A memorial service is planned from 6 p.m. to 8 p.m. Thursday at the Great Northern Hotel in Helena.
On Monday, the state’s longtime EPA director was remembered as talented and stubborn, but someone who rarely got angry and loved the wilderness as much as the agency he worked for.
“John was a true gentleman,” said Lewis and Clark County Commissioner Mike Murray. “Through all our disagreements, after the meetings he was always friendly and still wanted to help the county out.”
Wardell worked for the EPA for 33 years, the last 25 as director of the Montana office.

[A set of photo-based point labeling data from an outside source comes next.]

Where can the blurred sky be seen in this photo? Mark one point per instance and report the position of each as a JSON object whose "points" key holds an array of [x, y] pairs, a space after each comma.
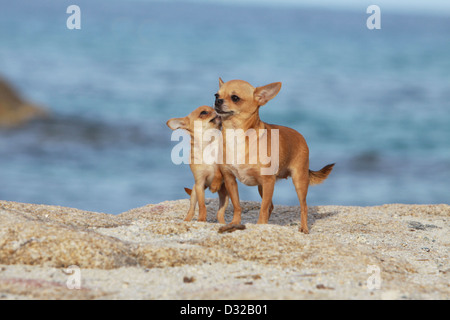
{"points": [[406, 6]]}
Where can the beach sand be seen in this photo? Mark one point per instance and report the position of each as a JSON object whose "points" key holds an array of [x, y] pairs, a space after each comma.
{"points": [[391, 251]]}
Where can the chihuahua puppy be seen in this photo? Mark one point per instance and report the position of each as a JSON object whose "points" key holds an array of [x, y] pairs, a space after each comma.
{"points": [[238, 103], [205, 175]]}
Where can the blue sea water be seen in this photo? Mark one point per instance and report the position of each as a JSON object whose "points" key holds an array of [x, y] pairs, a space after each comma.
{"points": [[375, 102]]}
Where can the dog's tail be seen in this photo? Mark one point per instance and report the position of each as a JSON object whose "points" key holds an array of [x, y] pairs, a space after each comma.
{"points": [[316, 177]]}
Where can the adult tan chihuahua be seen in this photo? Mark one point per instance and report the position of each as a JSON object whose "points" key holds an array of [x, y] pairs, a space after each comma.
{"points": [[205, 175], [238, 103]]}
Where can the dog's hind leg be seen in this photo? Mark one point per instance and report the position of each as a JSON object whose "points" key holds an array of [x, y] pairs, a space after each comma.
{"points": [[193, 203], [223, 204], [271, 204], [301, 183]]}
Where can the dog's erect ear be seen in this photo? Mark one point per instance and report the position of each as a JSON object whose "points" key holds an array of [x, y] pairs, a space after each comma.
{"points": [[177, 123], [265, 93]]}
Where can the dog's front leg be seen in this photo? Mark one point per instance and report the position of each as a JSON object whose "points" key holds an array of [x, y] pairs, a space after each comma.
{"points": [[267, 194], [200, 191], [193, 203], [231, 186]]}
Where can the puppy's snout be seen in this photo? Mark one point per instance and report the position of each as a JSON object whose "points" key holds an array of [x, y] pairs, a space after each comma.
{"points": [[219, 102]]}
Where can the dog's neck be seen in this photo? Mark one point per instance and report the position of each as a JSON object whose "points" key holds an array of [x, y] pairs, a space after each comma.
{"points": [[252, 122]]}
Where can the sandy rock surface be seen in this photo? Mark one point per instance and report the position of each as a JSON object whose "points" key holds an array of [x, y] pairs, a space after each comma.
{"points": [[385, 252]]}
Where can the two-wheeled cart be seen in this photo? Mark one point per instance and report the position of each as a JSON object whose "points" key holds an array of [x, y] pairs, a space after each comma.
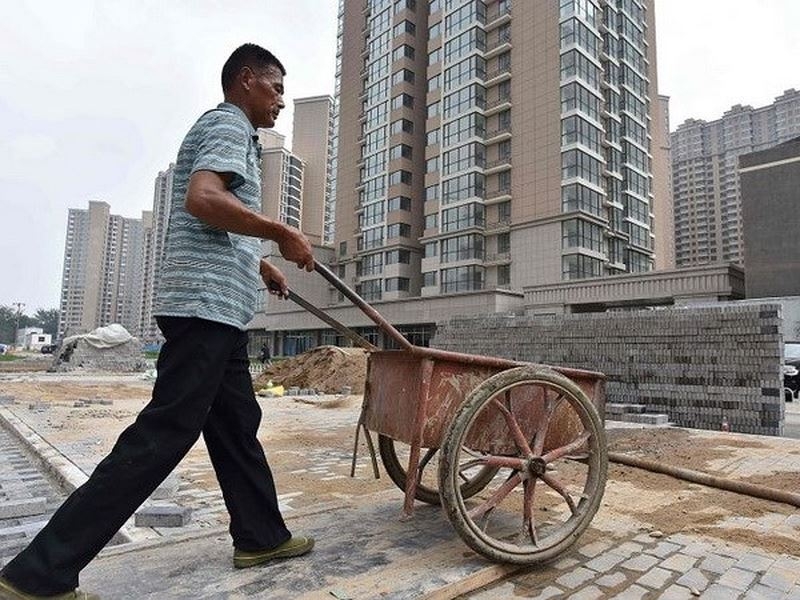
{"points": [[515, 452]]}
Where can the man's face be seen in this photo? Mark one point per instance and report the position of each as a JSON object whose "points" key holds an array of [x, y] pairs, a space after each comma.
{"points": [[266, 96]]}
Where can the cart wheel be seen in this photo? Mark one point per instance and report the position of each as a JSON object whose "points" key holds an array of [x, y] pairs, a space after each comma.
{"points": [[549, 442], [427, 491]]}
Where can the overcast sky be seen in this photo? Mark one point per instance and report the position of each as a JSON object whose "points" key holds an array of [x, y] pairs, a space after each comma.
{"points": [[95, 96]]}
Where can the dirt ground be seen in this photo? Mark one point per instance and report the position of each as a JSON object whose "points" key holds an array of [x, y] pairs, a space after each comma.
{"points": [[309, 443]]}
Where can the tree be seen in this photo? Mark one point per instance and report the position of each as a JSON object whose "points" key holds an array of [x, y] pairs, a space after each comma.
{"points": [[8, 324], [47, 319]]}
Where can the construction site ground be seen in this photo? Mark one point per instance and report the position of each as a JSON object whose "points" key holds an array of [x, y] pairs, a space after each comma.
{"points": [[654, 536]]}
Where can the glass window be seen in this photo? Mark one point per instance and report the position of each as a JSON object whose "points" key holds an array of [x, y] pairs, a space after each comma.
{"points": [[398, 230], [401, 256], [398, 203], [463, 187], [400, 126], [402, 100], [577, 233], [403, 75], [400, 151], [463, 217], [462, 247], [462, 279], [398, 177], [403, 51], [396, 284], [579, 266]]}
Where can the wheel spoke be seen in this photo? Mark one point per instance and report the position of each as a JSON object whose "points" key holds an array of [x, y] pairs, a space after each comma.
{"points": [[511, 421], [576, 444], [528, 519], [423, 462], [562, 491], [544, 425], [497, 497]]}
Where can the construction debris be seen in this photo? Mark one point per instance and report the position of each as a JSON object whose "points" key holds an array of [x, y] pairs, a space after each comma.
{"points": [[109, 348], [326, 369]]}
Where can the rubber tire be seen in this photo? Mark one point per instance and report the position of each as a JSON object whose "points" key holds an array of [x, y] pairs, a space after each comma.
{"points": [[397, 473], [456, 511]]}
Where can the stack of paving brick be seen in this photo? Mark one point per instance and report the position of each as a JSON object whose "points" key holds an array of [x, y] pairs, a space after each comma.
{"points": [[700, 366]]}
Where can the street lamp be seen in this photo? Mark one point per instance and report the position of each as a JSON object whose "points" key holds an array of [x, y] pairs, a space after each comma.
{"points": [[20, 306]]}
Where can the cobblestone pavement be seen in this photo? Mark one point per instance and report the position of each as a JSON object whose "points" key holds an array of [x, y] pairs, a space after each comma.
{"points": [[719, 552], [28, 496], [677, 567]]}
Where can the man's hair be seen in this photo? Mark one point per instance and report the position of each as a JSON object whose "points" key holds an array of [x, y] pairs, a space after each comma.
{"points": [[247, 55]]}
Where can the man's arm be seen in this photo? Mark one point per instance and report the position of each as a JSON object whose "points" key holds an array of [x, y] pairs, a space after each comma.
{"points": [[209, 200]]}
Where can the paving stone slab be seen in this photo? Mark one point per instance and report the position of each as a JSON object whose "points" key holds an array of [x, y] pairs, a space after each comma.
{"points": [[365, 551]]}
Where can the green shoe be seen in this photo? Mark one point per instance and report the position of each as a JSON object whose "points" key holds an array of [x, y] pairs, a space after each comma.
{"points": [[296, 546], [9, 592]]}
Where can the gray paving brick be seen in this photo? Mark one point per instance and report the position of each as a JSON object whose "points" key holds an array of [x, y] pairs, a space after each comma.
{"points": [[11, 509], [693, 579], [612, 580], [549, 592], [762, 592], [568, 562], [629, 549], [737, 578], [655, 578], [676, 592], [641, 563], [663, 549], [635, 592], [716, 563], [576, 578], [755, 562], [604, 562], [721, 592], [779, 579], [679, 562], [594, 549], [162, 516], [590, 592], [502, 592]]}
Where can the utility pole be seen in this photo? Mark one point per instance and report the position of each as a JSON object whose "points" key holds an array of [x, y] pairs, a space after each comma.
{"points": [[20, 306]]}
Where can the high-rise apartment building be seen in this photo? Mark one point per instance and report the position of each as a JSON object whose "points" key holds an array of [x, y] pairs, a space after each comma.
{"points": [[103, 270], [706, 187], [155, 228], [312, 141], [281, 180], [493, 146]]}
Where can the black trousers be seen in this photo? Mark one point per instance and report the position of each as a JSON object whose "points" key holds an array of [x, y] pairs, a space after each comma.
{"points": [[203, 385]]}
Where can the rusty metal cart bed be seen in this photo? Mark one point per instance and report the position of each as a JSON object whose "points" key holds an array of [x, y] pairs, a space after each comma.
{"points": [[514, 452]]}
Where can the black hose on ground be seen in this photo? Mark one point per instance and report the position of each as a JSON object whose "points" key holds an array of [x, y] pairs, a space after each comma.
{"points": [[731, 485]]}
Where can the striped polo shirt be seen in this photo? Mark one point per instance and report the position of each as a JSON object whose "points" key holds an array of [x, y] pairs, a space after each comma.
{"points": [[207, 272]]}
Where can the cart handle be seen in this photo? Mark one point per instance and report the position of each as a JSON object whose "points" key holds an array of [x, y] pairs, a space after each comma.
{"points": [[341, 328], [362, 304]]}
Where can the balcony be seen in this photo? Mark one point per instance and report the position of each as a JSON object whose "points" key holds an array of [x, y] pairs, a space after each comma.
{"points": [[497, 75], [495, 166], [497, 226], [500, 133], [497, 44], [498, 194], [497, 258], [497, 105], [502, 14]]}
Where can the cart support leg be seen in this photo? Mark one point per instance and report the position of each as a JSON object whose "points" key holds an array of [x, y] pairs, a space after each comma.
{"points": [[416, 441]]}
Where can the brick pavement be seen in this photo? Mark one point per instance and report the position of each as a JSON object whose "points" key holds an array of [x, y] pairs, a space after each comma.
{"points": [[619, 558], [27, 493]]}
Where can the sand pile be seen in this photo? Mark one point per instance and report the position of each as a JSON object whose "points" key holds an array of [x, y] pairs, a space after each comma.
{"points": [[327, 369]]}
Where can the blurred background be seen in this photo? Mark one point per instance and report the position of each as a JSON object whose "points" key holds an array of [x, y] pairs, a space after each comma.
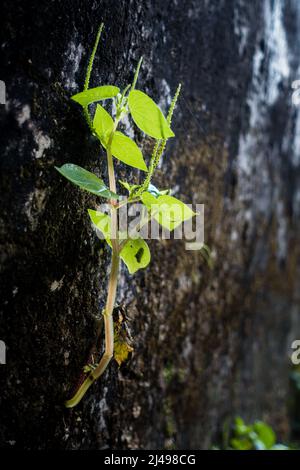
{"points": [[212, 340]]}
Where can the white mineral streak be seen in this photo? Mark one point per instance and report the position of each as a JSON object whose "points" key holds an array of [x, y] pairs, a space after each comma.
{"points": [[270, 70]]}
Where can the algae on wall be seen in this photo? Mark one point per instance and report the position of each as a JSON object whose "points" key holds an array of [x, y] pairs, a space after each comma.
{"points": [[208, 344]]}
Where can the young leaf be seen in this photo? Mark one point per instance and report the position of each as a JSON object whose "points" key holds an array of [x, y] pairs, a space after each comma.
{"points": [[167, 210], [127, 151], [130, 187], [103, 124], [84, 98], [102, 222], [86, 180], [147, 115], [155, 191], [135, 254]]}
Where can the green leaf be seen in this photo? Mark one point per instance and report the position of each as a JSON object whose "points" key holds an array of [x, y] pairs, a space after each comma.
{"points": [[127, 151], [130, 187], [86, 180], [103, 124], [136, 255], [84, 98], [155, 191], [147, 115], [265, 434], [241, 444], [167, 210], [102, 222]]}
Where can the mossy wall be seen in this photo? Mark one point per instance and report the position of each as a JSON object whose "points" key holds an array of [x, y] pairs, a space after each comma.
{"points": [[208, 343]]}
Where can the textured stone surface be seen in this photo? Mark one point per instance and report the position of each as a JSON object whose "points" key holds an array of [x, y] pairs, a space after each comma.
{"points": [[208, 344]]}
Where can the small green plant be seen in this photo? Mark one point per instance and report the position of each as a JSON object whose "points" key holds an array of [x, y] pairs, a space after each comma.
{"points": [[256, 436], [158, 205]]}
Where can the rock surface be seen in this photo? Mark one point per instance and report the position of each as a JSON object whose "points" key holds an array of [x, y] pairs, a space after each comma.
{"points": [[208, 343]]}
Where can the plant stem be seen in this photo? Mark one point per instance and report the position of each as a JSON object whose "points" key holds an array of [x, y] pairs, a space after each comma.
{"points": [[112, 289]]}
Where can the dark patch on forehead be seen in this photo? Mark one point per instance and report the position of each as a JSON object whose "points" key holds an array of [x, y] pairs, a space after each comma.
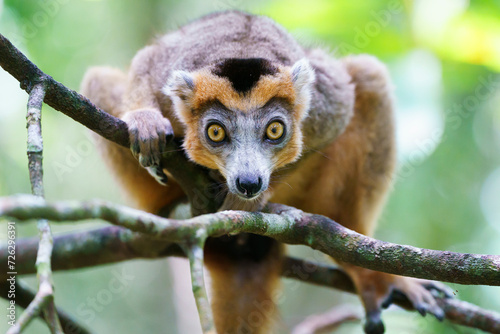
{"points": [[243, 73]]}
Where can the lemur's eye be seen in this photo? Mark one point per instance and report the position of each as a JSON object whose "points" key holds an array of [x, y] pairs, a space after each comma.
{"points": [[275, 130], [216, 133]]}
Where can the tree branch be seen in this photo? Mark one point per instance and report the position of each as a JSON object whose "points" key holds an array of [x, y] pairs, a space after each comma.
{"points": [[114, 244], [285, 224], [194, 251], [196, 181], [44, 298]]}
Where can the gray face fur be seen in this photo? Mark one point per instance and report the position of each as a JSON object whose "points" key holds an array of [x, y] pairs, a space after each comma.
{"points": [[249, 156]]}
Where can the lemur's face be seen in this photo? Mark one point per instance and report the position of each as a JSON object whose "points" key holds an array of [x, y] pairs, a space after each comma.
{"points": [[243, 117]]}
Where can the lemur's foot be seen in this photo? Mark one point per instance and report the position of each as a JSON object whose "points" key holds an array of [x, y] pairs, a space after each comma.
{"points": [[378, 290], [149, 133]]}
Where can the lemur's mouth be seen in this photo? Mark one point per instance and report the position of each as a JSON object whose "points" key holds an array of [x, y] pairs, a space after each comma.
{"points": [[249, 187]]}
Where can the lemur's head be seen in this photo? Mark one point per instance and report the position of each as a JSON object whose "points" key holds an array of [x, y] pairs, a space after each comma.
{"points": [[243, 117]]}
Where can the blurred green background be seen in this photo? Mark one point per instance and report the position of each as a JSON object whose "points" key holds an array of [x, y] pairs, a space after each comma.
{"points": [[443, 55]]}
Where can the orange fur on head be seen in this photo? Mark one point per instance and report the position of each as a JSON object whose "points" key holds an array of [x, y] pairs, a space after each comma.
{"points": [[190, 92]]}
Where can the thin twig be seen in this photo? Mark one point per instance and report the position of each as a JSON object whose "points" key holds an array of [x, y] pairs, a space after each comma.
{"points": [[196, 181], [194, 251], [44, 298], [285, 224]]}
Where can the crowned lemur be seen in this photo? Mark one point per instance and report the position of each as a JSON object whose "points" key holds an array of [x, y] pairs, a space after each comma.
{"points": [[281, 123]]}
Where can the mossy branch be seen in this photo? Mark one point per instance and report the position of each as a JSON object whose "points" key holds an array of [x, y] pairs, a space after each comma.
{"points": [[115, 244], [285, 224]]}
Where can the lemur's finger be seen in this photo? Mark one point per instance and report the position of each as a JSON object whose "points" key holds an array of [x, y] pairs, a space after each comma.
{"points": [[158, 174]]}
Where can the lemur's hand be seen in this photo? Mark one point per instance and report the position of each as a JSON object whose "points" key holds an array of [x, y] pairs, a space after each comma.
{"points": [[149, 132], [379, 290]]}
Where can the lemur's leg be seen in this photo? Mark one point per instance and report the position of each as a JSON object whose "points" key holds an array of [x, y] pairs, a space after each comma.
{"points": [[105, 87], [245, 271], [373, 138], [349, 180]]}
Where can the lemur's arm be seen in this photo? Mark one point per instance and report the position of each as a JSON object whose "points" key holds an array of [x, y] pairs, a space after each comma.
{"points": [[149, 130], [332, 101]]}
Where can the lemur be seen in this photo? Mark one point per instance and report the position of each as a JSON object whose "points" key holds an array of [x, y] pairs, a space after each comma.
{"points": [[281, 123]]}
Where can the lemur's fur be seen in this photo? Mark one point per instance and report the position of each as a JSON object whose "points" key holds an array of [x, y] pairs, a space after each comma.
{"points": [[338, 149]]}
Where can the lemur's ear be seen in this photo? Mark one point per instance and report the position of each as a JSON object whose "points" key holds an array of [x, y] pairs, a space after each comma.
{"points": [[303, 78], [180, 88]]}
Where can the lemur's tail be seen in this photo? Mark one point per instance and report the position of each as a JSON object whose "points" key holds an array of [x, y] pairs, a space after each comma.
{"points": [[245, 271]]}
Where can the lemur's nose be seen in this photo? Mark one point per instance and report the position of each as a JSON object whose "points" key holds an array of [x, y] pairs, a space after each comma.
{"points": [[249, 185]]}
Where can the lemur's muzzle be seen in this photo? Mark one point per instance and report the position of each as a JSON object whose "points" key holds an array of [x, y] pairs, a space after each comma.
{"points": [[249, 185]]}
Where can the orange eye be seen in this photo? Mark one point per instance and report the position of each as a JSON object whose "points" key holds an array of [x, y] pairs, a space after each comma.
{"points": [[216, 133], [275, 130]]}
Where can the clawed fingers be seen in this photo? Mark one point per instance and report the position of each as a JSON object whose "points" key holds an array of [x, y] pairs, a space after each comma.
{"points": [[149, 134]]}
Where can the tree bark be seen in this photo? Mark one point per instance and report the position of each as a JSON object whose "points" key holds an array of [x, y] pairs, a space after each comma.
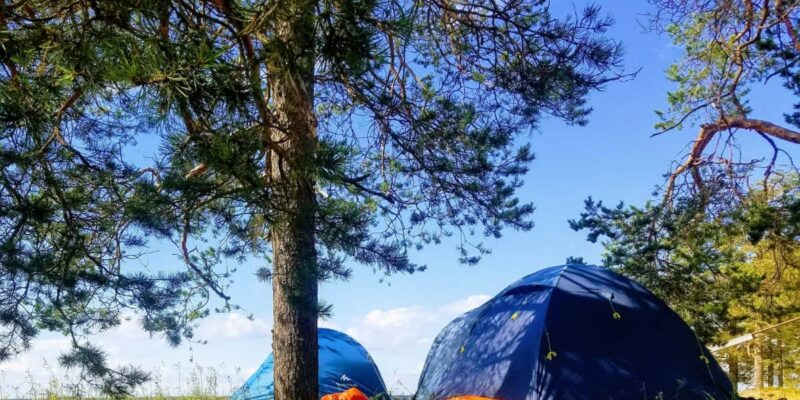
{"points": [[758, 367], [293, 199], [780, 364], [733, 369]]}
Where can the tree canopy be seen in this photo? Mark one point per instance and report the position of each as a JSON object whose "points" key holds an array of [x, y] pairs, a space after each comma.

He oversaw most of the major federal environmental cleanups in state history, including mine and smelting cleanup in the Butte area, lead abatement in East Helena and the asbestos cleanup in Libby.
He also helped start environmental programs in six of Montana’s seven reservations.
Julie DalSoglio, Montana EPA deputy office manager, said employees were having a difficult time dealing with Wardell’s death and that grief counselors were brought in.
One criticism against Wardell was that he would sometimes move slowly on projects or in a different direction than what state and local officials wanted. DalSoglio told the Independent Record that stemmed from Wardell’s patience, and his desire to make sure things were done correctly.
Bruce Farling, executive director of Montana Trout Unlimited, said of Wardell: “John is an example of the government doing it right, of a government that works.”
Wardell is survived by his wife, Sandy, and a son, Christopher, 28, of Denver.